Canberra has also boosted its civilian aid, doubling its diplomatic, development and police numbers to about 50, including technical advisers in such key Afghan ministries as health and education. Australians are training tradesmen, building and repairing roads, and developing schools, wells and irrigation projects.
The Australians are also working to restore stable government, conducting meetings with village elders and religious leaders, supporting the Afghan police to establish a presence in remote communities and installing a new district governor and police chief in the Gizab district of northern Oruzgan.
It is an effort that only the Greens among Canberra's major players oppose. In a major speech to the Lowy Institute for International Affairs in April, Opposition Leader Tony Abbott reaffirmed the Coalition's staunch commitment to both Afghanistan and the wider "Anglosphere".
"Over the past decade our military involvement in Afghanistan and Iraq has deepened our alliance with the US, revitalised our military and broader security links with Britain and reinforced our significance in the region and the wider world," he said.
But while such sentiments ensure the war will not become a real issue in the imminent federal election, Australians are increasingly questioning the justification, strategy and conduct of the war. Next month the Dutch, who commanded Australia's ISAF forces in Oruzgan, will start withdrawing.
Obama plans to begin reducing US forces by July next year. British Prime Minister David Cameron wants his troops home within five years. Canada intends to leave. Prime Minister John Key revealed this week he had refused an Australian request to contribute more New Zealand troops to an Anzac unit in Oruzgan.
Casualties are accelerating. In the first six months of this year 323 ISAF soldiers have died, more than the total for any full year of the war except for 2009, when 521 were killed. Australian casualties have followed a similar pattern.
While Australia's political and military leaders report progress, Australians read with concern predictions by their own and Nato commanders of a long, bloody haul ahead.
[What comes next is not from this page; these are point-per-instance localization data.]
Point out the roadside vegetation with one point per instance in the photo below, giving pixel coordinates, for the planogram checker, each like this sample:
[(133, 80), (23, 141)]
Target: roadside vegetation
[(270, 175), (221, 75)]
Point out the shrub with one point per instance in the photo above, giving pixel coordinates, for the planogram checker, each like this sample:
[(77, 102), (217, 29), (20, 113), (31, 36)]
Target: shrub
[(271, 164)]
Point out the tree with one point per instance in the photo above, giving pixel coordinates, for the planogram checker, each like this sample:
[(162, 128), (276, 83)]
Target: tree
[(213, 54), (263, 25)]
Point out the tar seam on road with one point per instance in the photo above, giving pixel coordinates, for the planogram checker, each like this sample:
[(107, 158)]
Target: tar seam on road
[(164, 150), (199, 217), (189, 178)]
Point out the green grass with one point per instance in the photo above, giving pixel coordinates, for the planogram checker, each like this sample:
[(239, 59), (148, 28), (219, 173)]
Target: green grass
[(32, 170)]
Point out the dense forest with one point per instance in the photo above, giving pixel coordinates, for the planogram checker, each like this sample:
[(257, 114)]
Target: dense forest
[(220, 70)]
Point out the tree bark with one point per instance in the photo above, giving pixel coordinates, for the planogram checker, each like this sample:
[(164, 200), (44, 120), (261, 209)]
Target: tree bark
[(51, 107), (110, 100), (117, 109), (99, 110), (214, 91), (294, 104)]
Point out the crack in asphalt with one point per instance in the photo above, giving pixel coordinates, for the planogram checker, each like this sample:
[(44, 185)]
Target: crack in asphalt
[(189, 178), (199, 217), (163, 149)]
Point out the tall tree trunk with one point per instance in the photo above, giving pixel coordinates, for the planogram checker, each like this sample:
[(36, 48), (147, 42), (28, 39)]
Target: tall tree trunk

Last month, the United Nations reported that since March violence had risen significantly, with roadside bombings, suicide attacks and assassinations increasing sharply over last year's levels.
Public opinion is shifting within Australia. While readers' comments and a News Ltd online poll indicated a 50-50 split on Australia's presence after the most recent casualties, another in Melbourne's Age newspaper reported 58 per cent support for withdrawal.
An Essential poll found 61 per cent wanted troops brought home. An earlier Lowy Institute survey of the nation's mood said that 54 per cent wanted Australia to pull out, and that the majority of respondents were no longer confident their country had clear aims in Afghanistan.
Countering the polls and increasing media commentary questioning Australian involvement in the war is a strong pro-Afghanistan lobby that argues not only that a continued presence is vital to both national security and international stability, but also that Australians are not well served by media coverage.
Australian Defence Association executive director Neil James, a former Army colonel and defence academic, has noted that Afghanistan is the first war since 1940 without a resident ABC bureau, and that no Australian media group now employs war correspondents: "Consequently, the quality (of reporting) generally hovers between poor and appalling."
And the nation's political and military leadership remains upbeat. Defence Force Chief Air Chief Marshall Angus Houston said recently the insurgency had been blunted: "I feel that we've got to be patient here. Over time, I think we will prevail. We have the right leadership (and) we have the right strategy."